2002-12-03 19:02:03.669161407+00:00 -19.287110 -38.574219 -176.879889 ... 44.299926 62.857057 265.396730
2002-12-03 19:02:03.670826367+00:00 -19.287110 -9.643555 -113.708500 ... 46.013183 64.552736 267.357790
2002-12-03 19:02:03.672491327+00:00 -28.930664 9.643555 25.268556 ... 50.418701 68.061036 273.240968
2002-12-03 19:02:03.674156288+00:00 -28.930664 9.643555 37.902833 ... 52.621460 69.405885 275.202028
2002-12-03 19:02:03.675821248+00:00 -77.148438 -9.643555 138.977056 ... 52.437896 69.522829 271.279909
[6007 rows x 376 columns]
🎉
hum indeed now the way it's done now leads to:
df.index.freq == None
what I suggested above keep the sample frequency as it gives:
In [33]: df.index.freq
Out[33]: <1664960 * Nanos>
what do you think @drammock ?
yeah, currently there is no freq
because it's implemented by converting times
to a timedelta, then adding that to the meas_date:
if you think having .freq
is important I don't object to changing the implementation
@agramfort I took a look at (something similar to) your implementation. The main problem is that your way of doing it necessarily risks rounding error when converting 1 / sfreq
to an integer number of nanoseconds (not a problem if sfreq is an integer a nice integer like 1000, but for sample dataset you see the issue).

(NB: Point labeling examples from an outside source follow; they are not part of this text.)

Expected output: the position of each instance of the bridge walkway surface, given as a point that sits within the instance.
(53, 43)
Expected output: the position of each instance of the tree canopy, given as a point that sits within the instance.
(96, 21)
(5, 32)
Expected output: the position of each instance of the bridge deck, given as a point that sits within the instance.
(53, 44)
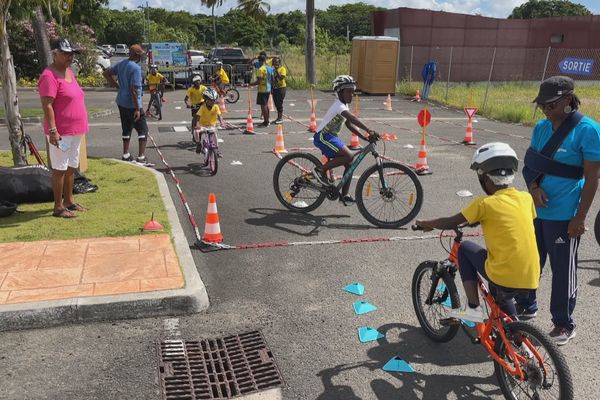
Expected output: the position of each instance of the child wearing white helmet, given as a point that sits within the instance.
(511, 261)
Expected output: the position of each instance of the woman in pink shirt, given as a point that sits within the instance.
(65, 122)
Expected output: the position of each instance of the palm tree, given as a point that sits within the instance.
(256, 9)
(212, 4)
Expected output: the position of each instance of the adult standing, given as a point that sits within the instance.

For your snippet of 10s of data, the last sample time is off by 1488 nanoseconds:
_, times = raw[:]
main = to_timedelta(times + raw.first_time, unit='s') + raw.info['meas_date']
alternative = date_range(
start=raw.info['meas_date'] + to_timedelta(raw.first_time, unit='s'),
periods=len(times),
freq=f'{np.rint(1e9 / raw.info["sfreq"]).astype(int)}N')
diff = main[-1] - alternative[-1]
diff.isoformat()
# 'P0DT0H0M0.000001488S'
This means that for a 60 minutes recording the last sample is off by 0.53568 milliseconds (more than half a millisecond). To me that seems too much.
hum... I need to think... but i get your point.
Message ID: @.***>
here is an example of script I just had to write for a collaborator:
what I have in mind is that we can do
raw.to_data_frame(time_format='date')
to get the time as datetime64. Also I wonder why time is not set as index by default but It's more a matter of taste
@hoechenberger @dengemann @drammock what do you think?